PMC · DOI: 10.1007/s00415-025-13608-w · Journal of Neurology · 2026-01-08

## TL;DR

This study shows that eculizumab is effective in reducing relapses and improving disability in patients with a specific type of autoimmune neurological disorder.

## Contribution

The study provides real-world evidence of eculizumab's effectiveness and safety in AQP4-IgG-positive NMOSD patients.

## Key findings

- Eculizumab reduced annualized relapse rates from 1.1 to 0.1 during treatment.
- Relapse-free status improved from 6.5% to 80.4%.
- Mean EDSS scores improved from 4.2 to 3.6 over 24 months.

## Abstract

To evaluate the real-world effectiveness and safety of eculizumab in patients with AQP4-IgG–positive neuromyelitis optica spectrum disorder (NMOSD) and to identify predictors of disability outcomes.

This multinational, retrospective cohort study analyzed data from 46 patients across 26 centers. The outcomes included the annualized relapse rate (ARR), relapse-free status, change in expanded disability status scale (EDSS) scores, and adverse events. To identify predictors of EDSS improvement or worsening, patients were stratified into subgroups (improved vs. stable/worsened) at each follow-up time point and compared based on demographic, clinical, and radiological variables.

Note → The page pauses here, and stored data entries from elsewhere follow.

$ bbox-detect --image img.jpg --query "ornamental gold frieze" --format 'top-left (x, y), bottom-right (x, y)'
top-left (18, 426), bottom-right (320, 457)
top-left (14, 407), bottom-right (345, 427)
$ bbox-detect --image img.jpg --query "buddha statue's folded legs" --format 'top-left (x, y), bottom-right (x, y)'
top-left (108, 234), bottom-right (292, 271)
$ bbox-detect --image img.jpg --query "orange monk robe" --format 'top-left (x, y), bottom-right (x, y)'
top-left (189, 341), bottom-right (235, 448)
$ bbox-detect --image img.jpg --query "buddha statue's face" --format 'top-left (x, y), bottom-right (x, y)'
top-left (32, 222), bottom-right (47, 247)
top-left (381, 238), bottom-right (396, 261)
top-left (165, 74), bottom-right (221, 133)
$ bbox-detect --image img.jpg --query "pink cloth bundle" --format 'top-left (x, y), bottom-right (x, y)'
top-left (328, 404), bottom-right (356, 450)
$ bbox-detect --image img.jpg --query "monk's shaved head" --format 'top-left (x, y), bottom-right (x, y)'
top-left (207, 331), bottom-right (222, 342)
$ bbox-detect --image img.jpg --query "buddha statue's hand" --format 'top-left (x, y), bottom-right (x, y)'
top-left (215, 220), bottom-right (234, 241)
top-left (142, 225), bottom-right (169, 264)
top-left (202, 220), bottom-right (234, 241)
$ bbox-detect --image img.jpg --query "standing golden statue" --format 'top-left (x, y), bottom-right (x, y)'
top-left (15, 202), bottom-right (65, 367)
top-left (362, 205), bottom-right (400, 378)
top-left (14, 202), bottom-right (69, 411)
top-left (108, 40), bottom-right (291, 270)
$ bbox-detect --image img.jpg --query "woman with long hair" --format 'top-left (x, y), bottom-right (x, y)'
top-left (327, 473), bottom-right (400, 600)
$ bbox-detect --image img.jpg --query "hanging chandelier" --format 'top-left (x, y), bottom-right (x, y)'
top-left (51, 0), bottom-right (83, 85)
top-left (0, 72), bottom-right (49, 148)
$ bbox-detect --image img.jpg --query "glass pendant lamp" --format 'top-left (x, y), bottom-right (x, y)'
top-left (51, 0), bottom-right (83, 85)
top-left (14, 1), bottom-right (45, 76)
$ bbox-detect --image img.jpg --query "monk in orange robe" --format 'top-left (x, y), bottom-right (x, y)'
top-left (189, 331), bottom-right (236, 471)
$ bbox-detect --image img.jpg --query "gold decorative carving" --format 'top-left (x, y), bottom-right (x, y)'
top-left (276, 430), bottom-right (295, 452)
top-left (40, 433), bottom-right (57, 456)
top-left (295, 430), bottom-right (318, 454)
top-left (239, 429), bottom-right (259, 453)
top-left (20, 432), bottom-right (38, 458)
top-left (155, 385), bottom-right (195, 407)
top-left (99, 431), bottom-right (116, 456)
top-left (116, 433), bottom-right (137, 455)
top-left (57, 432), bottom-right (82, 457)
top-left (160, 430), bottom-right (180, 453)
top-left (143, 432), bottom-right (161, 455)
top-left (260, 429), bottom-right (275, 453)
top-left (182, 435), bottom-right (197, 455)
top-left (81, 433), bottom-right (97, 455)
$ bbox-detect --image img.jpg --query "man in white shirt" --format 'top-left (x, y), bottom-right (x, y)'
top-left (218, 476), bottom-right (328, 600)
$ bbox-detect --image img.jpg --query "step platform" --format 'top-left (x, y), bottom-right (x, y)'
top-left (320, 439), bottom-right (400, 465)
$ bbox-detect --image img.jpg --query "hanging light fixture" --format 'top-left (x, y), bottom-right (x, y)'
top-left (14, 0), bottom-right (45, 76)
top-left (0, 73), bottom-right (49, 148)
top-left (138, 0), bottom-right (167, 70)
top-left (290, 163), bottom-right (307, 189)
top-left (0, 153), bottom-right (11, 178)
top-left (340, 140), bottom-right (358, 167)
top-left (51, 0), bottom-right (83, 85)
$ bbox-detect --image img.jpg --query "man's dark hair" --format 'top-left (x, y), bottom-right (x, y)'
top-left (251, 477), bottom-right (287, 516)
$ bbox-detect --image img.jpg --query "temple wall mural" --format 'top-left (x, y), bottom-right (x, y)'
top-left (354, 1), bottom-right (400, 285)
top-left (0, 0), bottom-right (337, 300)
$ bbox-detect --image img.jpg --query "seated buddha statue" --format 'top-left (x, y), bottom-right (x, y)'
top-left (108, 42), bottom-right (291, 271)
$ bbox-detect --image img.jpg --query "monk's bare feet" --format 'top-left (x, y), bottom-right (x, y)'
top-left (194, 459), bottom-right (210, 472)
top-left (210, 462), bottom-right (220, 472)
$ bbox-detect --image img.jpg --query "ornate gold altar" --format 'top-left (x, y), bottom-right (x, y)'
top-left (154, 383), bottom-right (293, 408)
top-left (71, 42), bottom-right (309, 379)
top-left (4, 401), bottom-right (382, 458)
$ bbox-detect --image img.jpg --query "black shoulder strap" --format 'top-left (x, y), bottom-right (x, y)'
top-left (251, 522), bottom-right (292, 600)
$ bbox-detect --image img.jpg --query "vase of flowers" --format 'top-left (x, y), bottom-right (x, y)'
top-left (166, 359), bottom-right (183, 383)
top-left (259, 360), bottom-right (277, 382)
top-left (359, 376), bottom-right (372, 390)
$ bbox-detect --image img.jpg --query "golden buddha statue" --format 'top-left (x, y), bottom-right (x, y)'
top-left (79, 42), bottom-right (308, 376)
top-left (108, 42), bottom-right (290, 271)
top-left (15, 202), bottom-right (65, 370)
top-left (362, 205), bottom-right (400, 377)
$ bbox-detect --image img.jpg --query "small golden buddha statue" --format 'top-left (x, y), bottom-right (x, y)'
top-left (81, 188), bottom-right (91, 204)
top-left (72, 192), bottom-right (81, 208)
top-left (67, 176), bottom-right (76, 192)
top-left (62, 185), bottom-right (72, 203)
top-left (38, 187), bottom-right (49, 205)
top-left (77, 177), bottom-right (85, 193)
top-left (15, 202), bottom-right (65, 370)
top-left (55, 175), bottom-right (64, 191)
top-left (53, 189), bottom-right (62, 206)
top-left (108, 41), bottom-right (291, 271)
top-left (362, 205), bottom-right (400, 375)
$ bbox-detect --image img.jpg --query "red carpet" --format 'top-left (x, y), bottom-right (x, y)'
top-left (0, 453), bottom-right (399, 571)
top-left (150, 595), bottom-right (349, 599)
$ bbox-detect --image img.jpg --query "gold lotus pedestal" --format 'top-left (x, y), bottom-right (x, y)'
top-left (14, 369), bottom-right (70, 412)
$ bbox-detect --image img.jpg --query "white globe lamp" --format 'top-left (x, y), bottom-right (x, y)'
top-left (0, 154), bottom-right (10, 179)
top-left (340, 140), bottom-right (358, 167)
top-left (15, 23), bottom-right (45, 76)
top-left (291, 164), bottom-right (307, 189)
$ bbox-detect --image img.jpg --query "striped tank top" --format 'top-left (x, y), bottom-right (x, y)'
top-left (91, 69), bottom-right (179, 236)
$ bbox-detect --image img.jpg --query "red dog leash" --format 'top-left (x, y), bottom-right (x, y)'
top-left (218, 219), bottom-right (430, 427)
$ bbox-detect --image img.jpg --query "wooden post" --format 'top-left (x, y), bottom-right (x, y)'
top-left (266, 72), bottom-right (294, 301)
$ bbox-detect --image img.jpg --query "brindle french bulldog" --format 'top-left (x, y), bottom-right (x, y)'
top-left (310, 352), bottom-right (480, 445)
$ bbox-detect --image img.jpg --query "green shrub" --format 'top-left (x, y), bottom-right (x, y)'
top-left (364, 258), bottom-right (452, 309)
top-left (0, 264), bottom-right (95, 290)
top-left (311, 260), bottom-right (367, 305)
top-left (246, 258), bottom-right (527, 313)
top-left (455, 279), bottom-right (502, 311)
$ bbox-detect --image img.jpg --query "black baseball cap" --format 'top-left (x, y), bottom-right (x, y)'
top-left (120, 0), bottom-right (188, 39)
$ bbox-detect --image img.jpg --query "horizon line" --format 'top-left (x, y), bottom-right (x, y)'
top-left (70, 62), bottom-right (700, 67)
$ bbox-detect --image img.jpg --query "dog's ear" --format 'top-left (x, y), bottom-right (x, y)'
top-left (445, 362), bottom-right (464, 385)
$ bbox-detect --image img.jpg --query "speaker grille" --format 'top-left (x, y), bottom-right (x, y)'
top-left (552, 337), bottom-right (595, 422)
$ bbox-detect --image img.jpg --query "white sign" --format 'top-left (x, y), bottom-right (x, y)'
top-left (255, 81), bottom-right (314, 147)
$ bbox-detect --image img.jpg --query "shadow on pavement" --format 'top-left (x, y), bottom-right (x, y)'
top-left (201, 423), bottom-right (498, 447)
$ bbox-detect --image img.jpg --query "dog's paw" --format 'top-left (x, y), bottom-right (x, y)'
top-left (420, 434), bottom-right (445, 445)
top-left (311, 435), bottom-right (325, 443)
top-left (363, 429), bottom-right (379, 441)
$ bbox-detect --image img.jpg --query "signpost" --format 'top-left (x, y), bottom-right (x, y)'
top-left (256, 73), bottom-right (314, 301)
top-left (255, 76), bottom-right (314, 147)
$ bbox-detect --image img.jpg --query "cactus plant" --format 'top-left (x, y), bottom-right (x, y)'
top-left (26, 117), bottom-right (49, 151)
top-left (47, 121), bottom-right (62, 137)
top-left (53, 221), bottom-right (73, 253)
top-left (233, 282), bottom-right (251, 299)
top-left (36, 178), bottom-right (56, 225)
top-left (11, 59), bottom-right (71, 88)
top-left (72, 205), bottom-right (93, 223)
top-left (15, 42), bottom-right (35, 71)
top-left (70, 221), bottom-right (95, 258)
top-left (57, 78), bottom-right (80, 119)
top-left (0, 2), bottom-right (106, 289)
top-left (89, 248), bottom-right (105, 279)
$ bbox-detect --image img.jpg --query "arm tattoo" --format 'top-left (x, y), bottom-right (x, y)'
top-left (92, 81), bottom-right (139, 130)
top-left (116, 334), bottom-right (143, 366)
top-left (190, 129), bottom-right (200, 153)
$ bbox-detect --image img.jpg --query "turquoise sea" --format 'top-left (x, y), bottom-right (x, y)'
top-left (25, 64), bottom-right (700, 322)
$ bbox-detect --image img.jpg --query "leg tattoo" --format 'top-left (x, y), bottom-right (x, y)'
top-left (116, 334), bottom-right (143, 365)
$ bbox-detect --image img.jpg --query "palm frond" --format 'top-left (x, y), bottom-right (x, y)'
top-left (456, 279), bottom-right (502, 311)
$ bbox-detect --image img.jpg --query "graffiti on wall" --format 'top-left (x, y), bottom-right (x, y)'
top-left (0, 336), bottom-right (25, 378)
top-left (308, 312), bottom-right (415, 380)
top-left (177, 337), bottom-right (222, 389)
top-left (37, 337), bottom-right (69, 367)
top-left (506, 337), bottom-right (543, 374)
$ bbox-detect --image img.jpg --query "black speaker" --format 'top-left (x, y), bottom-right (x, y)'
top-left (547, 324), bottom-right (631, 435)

This retrospective cohort study included 46 patients with AQP4-IgG-positive NMOSD from 26 centers, followed for a mean of 27.3 months. The mean ARR significantly decreased from 1.1 in the 2 years pre-treatment to 0.1 during eculizumab therapy. The relapse-free rate increased from 6.5% pre-treatment to 80.4%. Mean EDSS scores improved from 4.2 at baseline to 3.6 at 24 months. The presence of area postrema syndrome was associated with a favorable prognosis, while the presence of spinal attacks was associated with a poor prognosis at 12 months. Adverse events occurred in 7 patients (18.9%), leading to permanent discontinuation in only two.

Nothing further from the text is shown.